Saturday, April 2, 2011

Book review: The outermost house by Henry Beston

Henry Beston decided to try to live a full year in a tiny cottage on the sand dunes of Cape Cod, that little shoe-like stretch of land that juts out below Boston on North America's East Coast and frequently battered by stormy Nor'Easters.  This was in 1926, and his only human companions were the people at the Coast Guard Stations, who walked the beach nightly to look for ships in distress, since this is a famously disastrous coastline with many sandbars, bad weather, and stormy skies.  But the ships and people form only a small part of his diary, which is probably among the best nature writing I have read in English.

He describes, feels, and paints with words the migration of the seabirds, the swallows in the air, insect life, stranded fishes, and grassy dunes.  Straightforward, gorgeous, and filled with impressionistic sentences, this is a wonderful book to read.  Beston describes a different time, without phones and regular transportation, but the same birds are still flying north every spring, and the same beach plums are ripening in September.

I got my 1949 edition on Bookmooch, but this title is still in print.  It is considered a classic, but I have read many classics that don't live up to becoming my own classic books.  This one is far beyond classic.

Beston's cottage and land was given to the Audobon Society in 1960, and was finally reclaimed by the sea in 1978, when the storms had eroded the beach so much that the house was swept away during a big winterstorm.

 Cape Cod Beach Sandstorm
(Cape Cod Beach Sandstorm in April by Bob Gaffney on Flickr)

Here are just a few examples from the book:   

[Beston's foreword]   "Nature is a part of our humanity, and without some awareness and experience of that divine mystery man ceases to be man. When the Pleiades and the wind in the grass are no longer a part of the human spirit, a part of very flesh and bone, man becomes, as it were, a kind of cosmic outlaw, having neither the completeness and integrity of the animal nor the birthright of a true humanity."
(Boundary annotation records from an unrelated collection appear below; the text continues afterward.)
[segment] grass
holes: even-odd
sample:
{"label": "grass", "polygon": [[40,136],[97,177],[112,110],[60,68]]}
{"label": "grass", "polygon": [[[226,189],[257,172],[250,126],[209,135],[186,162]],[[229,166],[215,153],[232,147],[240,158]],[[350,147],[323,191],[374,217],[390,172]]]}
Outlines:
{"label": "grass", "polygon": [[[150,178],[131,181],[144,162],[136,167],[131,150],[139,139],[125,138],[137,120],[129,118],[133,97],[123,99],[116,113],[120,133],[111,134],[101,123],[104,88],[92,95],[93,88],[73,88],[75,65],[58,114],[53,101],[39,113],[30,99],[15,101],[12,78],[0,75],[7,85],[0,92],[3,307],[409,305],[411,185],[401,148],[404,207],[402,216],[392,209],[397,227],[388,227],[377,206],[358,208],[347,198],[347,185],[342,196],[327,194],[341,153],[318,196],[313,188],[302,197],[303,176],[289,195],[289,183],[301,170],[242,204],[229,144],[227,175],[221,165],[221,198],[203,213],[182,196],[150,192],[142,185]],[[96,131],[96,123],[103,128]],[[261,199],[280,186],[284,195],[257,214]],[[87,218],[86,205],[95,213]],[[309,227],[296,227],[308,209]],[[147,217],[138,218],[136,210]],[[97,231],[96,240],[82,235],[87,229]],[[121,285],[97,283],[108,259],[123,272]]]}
[autumn, ocean and birds]  "For the animal shall not be measured by man. In a world older and more complete than ours they move finished and complete, gifted with extensions of the senses we have lost or never attained, living by voices we shall never hear. They are not brethren, they are not underlings; they are other nations, caught with ourselves in the net of life and time, fellow prisoners of the splendour and travail of the earth.  "
 
[midvinter] "A year indoors is a journey along a paper calendar; a year in outer nature is the accomplishment of a tremendous ritual. To share in it, one must have a knowledge of the pilgrimages of the sun, and something of that natural sense of him and feeling for him which made even the most primitive people mark the summer limits of his advance and the last December ebb of his decline."
 
[midvinter] "Animal life has disappeared into the chill air, the heavy, lifeless sand.  On the surface, nothing remains of the insect world.  That multiplicity of insect tracks, those fantastic ribbons which grasshoppers, promenading flies, spiders, and beetles printed on the dunes as they went about their hungry and mysterious purposes, have come to an end in this world and left it all the poorer."

2 comments:

Unknown said...

Hello Flickr friend. This has been one of my vave books for years. Nice review.

LS said...

Thanks Jody! I am glad it is one of your favorite books too.